Mental Health Clinic

Scott Sorli

University of Waterloo School of Architecture 

“Multiplicities” is an exploration of the design of mental health clinics. The Addiction and Mental Health Clinic, situated along theFrench River, would work to prevent guests from being forced into the extremes of complete seclusion or immersion in the natural landscape but instead introducing a scale that appeals to the mental journey of recovery. This project aims to focus on the translation of the narrative of transitions, multiplicities, and the sublime of mental health architecturally.

The flowing biomorphic forms would be an extreme response to the site and program to challenge how we think about building typologies for landscape and mental health facilities; the extent to which sensitivity matters in untouched habitats. 

These pods are separate entities on the ground level and project through the enclosed second level and the open roof, creating three planes of interaction, varying on each with solidity and transparency of accessible program, interaction with nature and people.

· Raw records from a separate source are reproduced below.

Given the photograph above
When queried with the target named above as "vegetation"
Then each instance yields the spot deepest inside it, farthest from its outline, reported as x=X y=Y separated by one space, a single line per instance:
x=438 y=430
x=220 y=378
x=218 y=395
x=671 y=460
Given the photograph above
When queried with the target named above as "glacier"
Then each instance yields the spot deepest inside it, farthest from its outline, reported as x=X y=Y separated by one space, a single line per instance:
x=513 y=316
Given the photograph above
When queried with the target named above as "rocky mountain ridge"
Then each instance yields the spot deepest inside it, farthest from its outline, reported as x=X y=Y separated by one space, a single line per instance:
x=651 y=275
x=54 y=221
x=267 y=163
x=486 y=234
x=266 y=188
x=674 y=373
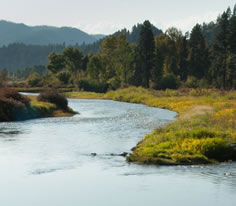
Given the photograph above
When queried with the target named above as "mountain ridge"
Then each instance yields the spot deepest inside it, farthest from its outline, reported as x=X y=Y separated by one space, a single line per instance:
x=11 y=32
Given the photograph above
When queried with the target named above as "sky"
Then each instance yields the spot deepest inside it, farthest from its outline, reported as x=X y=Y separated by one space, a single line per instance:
x=108 y=16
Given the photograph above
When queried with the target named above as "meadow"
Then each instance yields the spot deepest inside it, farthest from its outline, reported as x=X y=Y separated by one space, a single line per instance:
x=203 y=132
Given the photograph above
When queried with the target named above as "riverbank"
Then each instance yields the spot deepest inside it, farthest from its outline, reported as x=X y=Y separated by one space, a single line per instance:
x=204 y=131
x=17 y=107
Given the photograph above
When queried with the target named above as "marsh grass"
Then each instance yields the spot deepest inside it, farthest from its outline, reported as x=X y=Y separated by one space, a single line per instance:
x=204 y=131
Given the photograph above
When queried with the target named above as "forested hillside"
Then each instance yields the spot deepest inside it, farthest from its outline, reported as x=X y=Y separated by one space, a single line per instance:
x=42 y=35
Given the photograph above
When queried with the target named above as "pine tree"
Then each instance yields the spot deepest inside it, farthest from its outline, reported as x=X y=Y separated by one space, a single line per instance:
x=182 y=63
x=198 y=53
x=146 y=52
x=221 y=48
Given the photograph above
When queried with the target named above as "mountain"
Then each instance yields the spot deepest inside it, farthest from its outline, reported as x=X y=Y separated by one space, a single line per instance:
x=42 y=35
x=132 y=37
x=33 y=51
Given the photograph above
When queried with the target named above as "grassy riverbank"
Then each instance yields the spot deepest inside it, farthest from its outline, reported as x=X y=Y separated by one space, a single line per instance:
x=16 y=107
x=204 y=131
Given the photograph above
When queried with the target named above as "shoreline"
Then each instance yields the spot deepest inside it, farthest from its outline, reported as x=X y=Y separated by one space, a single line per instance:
x=194 y=137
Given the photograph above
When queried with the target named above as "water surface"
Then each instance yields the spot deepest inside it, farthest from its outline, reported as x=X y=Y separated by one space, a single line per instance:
x=48 y=162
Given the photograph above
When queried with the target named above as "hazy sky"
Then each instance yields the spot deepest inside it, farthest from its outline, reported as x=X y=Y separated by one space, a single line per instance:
x=107 y=16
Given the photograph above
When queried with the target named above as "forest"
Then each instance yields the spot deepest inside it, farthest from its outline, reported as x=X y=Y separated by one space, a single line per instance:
x=147 y=57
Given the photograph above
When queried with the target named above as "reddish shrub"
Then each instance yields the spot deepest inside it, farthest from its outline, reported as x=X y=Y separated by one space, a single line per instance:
x=51 y=95
x=12 y=105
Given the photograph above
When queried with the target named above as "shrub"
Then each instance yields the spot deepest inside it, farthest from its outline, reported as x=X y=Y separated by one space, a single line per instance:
x=92 y=86
x=34 y=80
x=169 y=81
x=192 y=82
x=64 y=77
x=12 y=105
x=51 y=95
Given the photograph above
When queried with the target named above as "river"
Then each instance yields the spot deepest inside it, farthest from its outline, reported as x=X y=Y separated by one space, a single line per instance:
x=48 y=162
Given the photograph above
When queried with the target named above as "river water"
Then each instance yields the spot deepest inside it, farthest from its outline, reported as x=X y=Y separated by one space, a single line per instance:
x=48 y=162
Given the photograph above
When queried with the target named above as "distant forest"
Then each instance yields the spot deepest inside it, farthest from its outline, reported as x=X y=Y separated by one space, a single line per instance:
x=145 y=56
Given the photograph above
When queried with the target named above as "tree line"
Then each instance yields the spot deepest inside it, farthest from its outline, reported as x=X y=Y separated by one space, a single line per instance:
x=205 y=57
x=166 y=60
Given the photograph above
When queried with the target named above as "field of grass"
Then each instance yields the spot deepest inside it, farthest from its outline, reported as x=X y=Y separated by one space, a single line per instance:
x=46 y=109
x=16 y=107
x=204 y=131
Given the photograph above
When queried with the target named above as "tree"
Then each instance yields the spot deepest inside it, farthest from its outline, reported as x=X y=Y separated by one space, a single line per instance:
x=95 y=68
x=232 y=32
x=56 y=62
x=182 y=59
x=221 y=50
x=3 y=77
x=231 y=71
x=198 y=53
x=73 y=59
x=145 y=51
x=119 y=54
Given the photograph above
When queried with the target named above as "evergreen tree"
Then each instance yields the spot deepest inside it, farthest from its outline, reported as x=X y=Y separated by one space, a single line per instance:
x=198 y=53
x=182 y=60
x=221 y=50
x=146 y=52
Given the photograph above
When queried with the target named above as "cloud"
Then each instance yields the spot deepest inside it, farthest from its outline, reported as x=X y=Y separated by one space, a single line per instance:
x=184 y=24
x=188 y=23
x=100 y=27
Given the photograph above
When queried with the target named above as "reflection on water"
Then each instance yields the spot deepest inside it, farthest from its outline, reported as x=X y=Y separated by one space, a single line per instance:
x=49 y=162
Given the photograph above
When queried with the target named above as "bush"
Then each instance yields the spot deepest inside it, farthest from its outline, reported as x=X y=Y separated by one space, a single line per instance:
x=64 y=77
x=12 y=105
x=169 y=81
x=192 y=82
x=51 y=95
x=34 y=80
x=92 y=86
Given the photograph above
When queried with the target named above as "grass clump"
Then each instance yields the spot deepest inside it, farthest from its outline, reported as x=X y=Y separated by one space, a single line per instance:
x=204 y=131
x=51 y=95
x=13 y=106
x=16 y=107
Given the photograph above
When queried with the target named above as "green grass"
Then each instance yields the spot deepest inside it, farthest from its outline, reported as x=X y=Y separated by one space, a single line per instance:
x=46 y=109
x=204 y=130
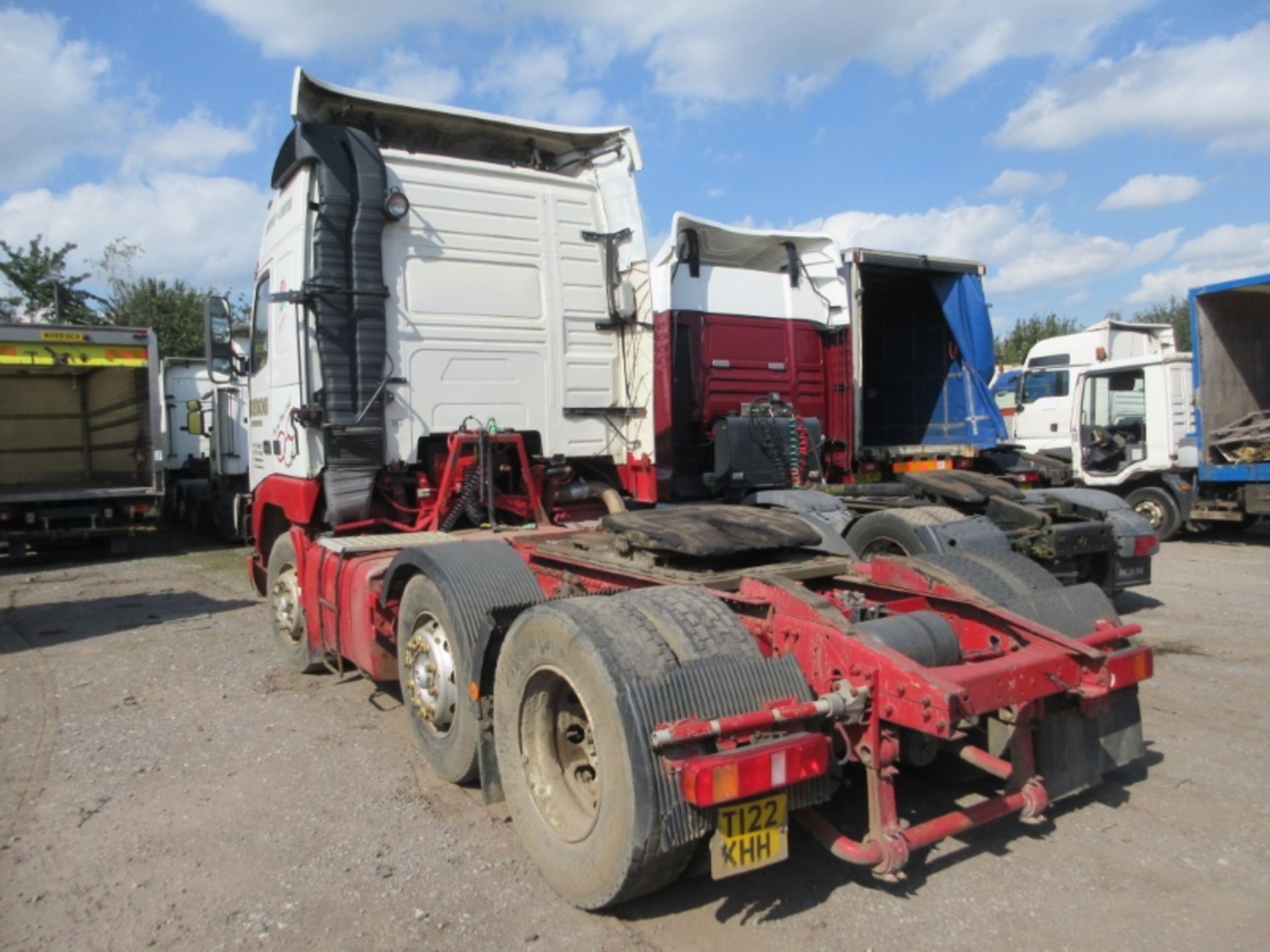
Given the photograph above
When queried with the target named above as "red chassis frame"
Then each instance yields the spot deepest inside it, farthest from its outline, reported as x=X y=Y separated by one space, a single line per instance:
x=1010 y=668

These internal conditions also extend to the landscape, following the language of the main building but providing moments of relief as well as contributing to the idea of varying interactions. The experience of the building in elevation and plan are designed to be different as a way to encourage exploration of internal conditions, spatially and mentally.

These abstractions speak to the spatial experience through the building. The program matrix displays the varying relationships that can be created by the guests - solid/void, opaque/transparent and public/private. It also shows which elements of space exist as singular experiences without any internal decisions. For example, the communal kitchen is intended to serve as a recovery tool through the interaction with others, harbouring a sense of family, therefore displayed as one object. Same goes for the sauna - its satellite location telling of its private nature. On the large plan, we see the biomorphic forms as whole entities - a part of a large program. By clipping it in a square, we can begin to examine direct individual experiences.